Changing the Overall Color

I'm sometimes asked to create an image that has a particular mood. I might be asked to create a sepia-toned image that has an old-time feel, or a cold, gothic looking image made of blues and blacks. Whatever the overall look, images like this are called duotones, which means you are using one color and a black, for instance. You may actually create an image that has only one, two, three (tritone), or four (quadtone) colors; in fact, you are actually creating a CMYK image to appear as though you are using only one to four special colors. CMYK is typically used for this process, since people don't want to go to the expense of using special colors. Of course, you may not get the same color hue as with special colors, but you can probably get close enough to make your client happy.

Creating Duotones

Let's imagine we've been asked to take the farmhouse in Figure 5-45 and make a sepia duotone out of it. For this technique, we'll basically apply a spot channel over a black and white image.

Figure 5-45. Our original farmhouse

Start by converting the full-color image to grayscale (Image » Mode » Grayscale), as shown in Figure 5-46.

Figure 5-46. Change the image to grayscale

Next, select Image » Mode » Duotone, as shown in Figure 5-47.

Figure 5-47. Choose the Duotone function from the menu bar

In the Duotone Options dialog box (Figure 5-48), select Duotone in the Type field. (Despite the name of the dialog box, this is where you'd choose tritones and quadtones, too.)

Figure 5-48. Choose the Duotone option in the Type field

The Ink 1 field should be set to black, as in Figure 5-49. Set the Ink 2 field to your desired color. In the case of Figure 5-50, we'll choose a yellow tone. Again, remember to be careful with the spot color name, as incorrect names may not print properly.

Figure 5-49. The Ink 1 field is set to black

Figure 5-50. Select the special color you wish to use, then click OK

In the Duotone Options box, click on the Curve adjustment icon next to the left of the color box you just chose. This brings up a Duotone Curve dialog box, shown in Figure 5-51. Here, you can make a curve adjustment on the new color.

Figure 5-51. Click on the curve adjustment next to the special color you just chose if you wish to make any adjustments to the special color

Save the final image as a .dcs2 file. The results of our farmhouse are shown Figure 5-52.

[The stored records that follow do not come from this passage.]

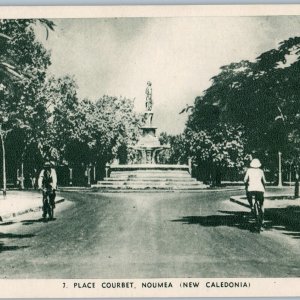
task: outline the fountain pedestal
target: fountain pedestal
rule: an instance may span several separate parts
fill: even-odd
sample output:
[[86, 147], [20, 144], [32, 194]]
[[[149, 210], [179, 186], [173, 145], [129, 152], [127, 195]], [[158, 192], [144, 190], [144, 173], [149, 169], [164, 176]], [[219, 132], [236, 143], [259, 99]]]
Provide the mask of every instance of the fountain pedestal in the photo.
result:
[[141, 164], [156, 164], [157, 155], [160, 151], [169, 149], [169, 145], [161, 145], [156, 136], [156, 129], [152, 125], [153, 112], [146, 111], [144, 114], [144, 126], [140, 127], [142, 136], [132, 148], [140, 152]]

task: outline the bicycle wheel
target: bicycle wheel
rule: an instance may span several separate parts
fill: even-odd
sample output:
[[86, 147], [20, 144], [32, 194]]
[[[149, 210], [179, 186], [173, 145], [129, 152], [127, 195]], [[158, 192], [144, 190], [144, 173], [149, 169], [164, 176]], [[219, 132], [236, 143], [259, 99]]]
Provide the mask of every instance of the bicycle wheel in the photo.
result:
[[264, 222], [264, 214], [260, 204], [258, 204], [258, 212], [259, 212], [258, 214], [259, 229], [261, 230]]
[[50, 197], [49, 195], [47, 195], [47, 200], [46, 200], [46, 212], [48, 215], [48, 219], [51, 220], [52, 219], [52, 207], [50, 204]]
[[49, 215], [49, 219], [52, 220], [54, 218], [54, 209], [53, 209], [53, 206], [51, 204], [49, 204], [49, 212], [48, 212], [48, 215]]
[[47, 205], [47, 196], [44, 196], [43, 199], [43, 219], [46, 219], [48, 213], [48, 205]]
[[260, 232], [262, 227], [262, 211], [259, 203], [255, 201], [254, 203], [254, 214], [255, 214], [255, 227], [258, 232]]

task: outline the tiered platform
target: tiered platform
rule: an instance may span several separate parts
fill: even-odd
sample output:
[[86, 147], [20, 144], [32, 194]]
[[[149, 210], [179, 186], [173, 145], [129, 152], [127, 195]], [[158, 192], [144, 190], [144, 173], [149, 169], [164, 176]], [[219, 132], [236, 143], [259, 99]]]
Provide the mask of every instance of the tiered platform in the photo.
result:
[[198, 190], [207, 188], [189, 173], [187, 165], [112, 165], [110, 177], [93, 185], [96, 189]]

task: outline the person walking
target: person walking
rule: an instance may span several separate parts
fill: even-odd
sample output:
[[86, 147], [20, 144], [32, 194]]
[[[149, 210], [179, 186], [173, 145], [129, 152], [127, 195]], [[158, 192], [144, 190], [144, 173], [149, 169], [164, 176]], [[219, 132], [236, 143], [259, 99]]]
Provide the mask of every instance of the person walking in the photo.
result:
[[261, 163], [259, 159], [254, 158], [250, 163], [250, 168], [247, 170], [244, 183], [246, 185], [246, 195], [251, 211], [253, 211], [253, 197], [258, 201], [262, 213], [264, 213], [264, 192], [266, 179], [264, 171], [260, 168]]

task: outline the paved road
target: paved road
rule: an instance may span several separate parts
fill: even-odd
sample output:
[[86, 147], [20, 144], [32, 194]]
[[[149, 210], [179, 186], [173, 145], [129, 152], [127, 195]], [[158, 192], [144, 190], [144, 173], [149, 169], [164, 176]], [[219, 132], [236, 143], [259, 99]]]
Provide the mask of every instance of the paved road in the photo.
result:
[[0, 223], [0, 277], [299, 276], [300, 229], [251, 232], [232, 194], [65, 193], [55, 221]]

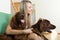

Figure 5-52. The final look of the duotone image

If you need to make further adjustments to your duotone file, you will have to go back to duotone mode to get the adjustment curves back. It's a little bit of a hassle, as you will notice that the only channel in your Channels palette is the duotone one.

If your want to see the two channels that make up your duotone, go to the menu bar and select Image » Mode » Multichannel. This will break up the duotone into two channels. Makes corrections a little easier!

There are a couple of things to keep in mind with the duotone mode. Some workflows do not support images supplied in the duotone mode. Check with your service provider or printer if you wish to supply your files as such. Also, with the duotone method, you will be limited to four spot colors, not that it is typical to have more than that!